Right now, while the Egyptian military's role and rule isn't the Jeffersonian ideal we would like, it is the best and most stable institution through which American interests might be pursued and peace might ultimately be restored. Past presidents recognized that the US sometimes has to work with unsavory types and institutions that don't live up to our ideals, both to further our own national interests and to nudge countries toward more peaceful and open forms of government over time. Obama evidently is either ignorant of that history or rejects it outright, preferring instead to play his both-sides-have-points-but-both-sides-are-bad game while pretending that the real villains in Egypt aren't really villains at all. Today's announcement ends up tilting America toward the Muslim Brotherhood, which is consistent with Obama's overall policy toward Egypt and the Middle East, but inconsistent with America's long-term interests.

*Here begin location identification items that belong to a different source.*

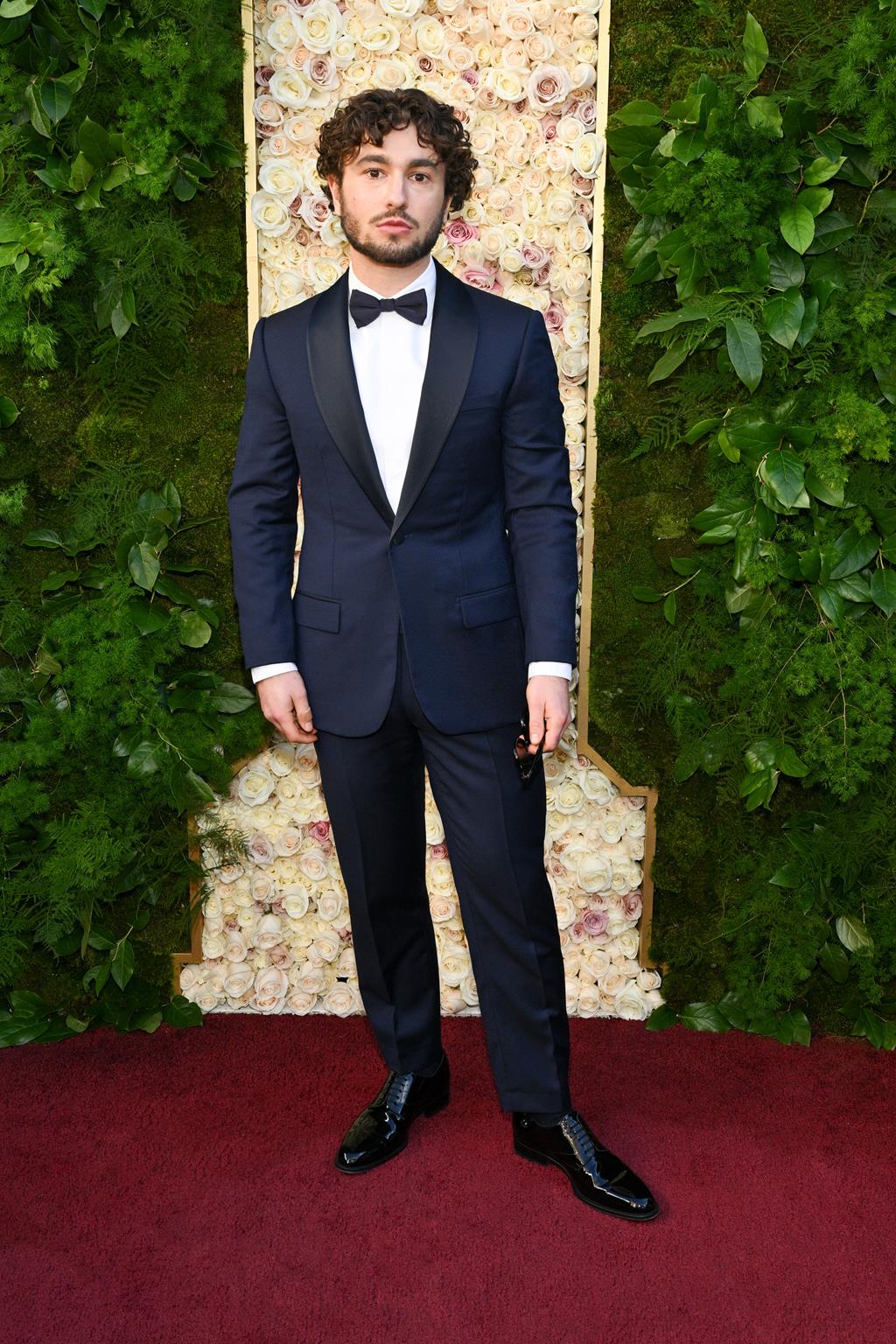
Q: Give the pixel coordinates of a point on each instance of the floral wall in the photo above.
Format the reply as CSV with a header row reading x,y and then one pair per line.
x,y
276,934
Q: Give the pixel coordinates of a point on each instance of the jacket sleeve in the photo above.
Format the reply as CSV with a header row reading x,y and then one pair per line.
x,y
539,512
262,504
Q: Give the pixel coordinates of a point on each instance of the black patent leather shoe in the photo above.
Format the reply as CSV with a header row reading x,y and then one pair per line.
x,y
598,1176
382,1128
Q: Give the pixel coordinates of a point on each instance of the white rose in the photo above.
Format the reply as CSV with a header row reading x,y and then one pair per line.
x,y
456,965
311,978
587,153
594,872
632,1003
283,34
320,25
236,947
294,900
256,784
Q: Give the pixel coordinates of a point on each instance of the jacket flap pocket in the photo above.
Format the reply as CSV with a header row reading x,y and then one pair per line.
x,y
323,613
494,605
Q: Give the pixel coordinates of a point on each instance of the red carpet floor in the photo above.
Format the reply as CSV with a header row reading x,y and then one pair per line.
x,y
178,1187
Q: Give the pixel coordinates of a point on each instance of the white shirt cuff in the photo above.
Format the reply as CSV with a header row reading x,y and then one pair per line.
x,y
551,669
271,669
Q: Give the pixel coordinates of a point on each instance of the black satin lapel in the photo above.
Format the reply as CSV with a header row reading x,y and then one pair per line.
x,y
332,373
448,371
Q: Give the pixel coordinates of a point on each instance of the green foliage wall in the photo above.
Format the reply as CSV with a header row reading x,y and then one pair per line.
x,y
743,634
122,331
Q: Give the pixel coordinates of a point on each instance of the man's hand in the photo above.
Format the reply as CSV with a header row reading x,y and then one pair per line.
x,y
284,702
549,701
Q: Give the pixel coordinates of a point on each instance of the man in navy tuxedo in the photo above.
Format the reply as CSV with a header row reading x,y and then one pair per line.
x,y
434,611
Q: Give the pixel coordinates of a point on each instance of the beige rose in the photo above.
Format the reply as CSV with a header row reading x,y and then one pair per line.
x,y
300,1002
341,1000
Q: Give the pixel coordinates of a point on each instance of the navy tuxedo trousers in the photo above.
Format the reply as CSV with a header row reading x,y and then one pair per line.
x,y
494,832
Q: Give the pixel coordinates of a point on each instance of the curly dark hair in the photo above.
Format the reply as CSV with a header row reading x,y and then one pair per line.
x,y
374,112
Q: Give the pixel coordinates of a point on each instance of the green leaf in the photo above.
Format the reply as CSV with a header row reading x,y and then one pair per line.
x,y
835,962
182,1012
820,170
797,226
745,350
690,144
883,591
853,551
830,602
43,536
783,472
144,564
855,935
755,49
870,1025
816,200
55,98
788,761
639,113
662,1018
668,363
702,1016
765,115
231,697
193,631
144,760
783,315
94,143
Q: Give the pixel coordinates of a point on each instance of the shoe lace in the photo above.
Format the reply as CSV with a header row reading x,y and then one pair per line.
x,y
396,1090
578,1135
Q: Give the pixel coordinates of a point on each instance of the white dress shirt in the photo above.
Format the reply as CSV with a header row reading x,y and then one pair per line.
x,y
389,359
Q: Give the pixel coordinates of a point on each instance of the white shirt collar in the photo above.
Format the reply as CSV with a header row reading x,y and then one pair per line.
x,y
424,281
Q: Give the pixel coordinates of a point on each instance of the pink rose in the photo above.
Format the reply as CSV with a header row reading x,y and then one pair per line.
x,y
595,920
587,112
461,231
534,256
482,277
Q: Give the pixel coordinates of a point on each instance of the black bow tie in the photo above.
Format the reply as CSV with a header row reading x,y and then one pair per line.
x,y
366,308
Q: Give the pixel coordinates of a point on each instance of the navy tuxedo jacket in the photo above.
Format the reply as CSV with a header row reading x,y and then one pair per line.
x,y
480,561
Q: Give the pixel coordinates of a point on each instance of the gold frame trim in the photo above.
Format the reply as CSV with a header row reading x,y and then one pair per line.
x,y
253,278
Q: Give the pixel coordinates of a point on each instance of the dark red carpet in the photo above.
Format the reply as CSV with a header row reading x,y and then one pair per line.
x,y
178,1187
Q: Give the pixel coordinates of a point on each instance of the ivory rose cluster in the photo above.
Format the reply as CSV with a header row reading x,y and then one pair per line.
x,y
520,75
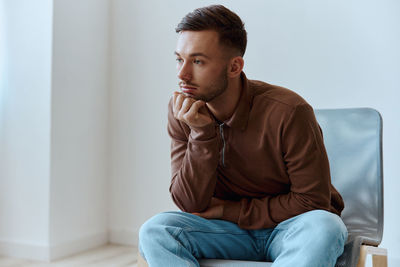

In the end, canceling the exercise while leaving $1 billion in borrowed aid to the military in place sends a mixed message and undermines his credibility. In the long term, it may push the victors away from the US. If the Muslim Brotherhood is restored to power, our influence would be nil anyway. But we had a good chance of remaining on good terms with Egypt if the military won out. Now, we're setting up a scenario for another Pakistan, giving Egypt the excuse and opportunity to tilt away from the US and toward Russia and China.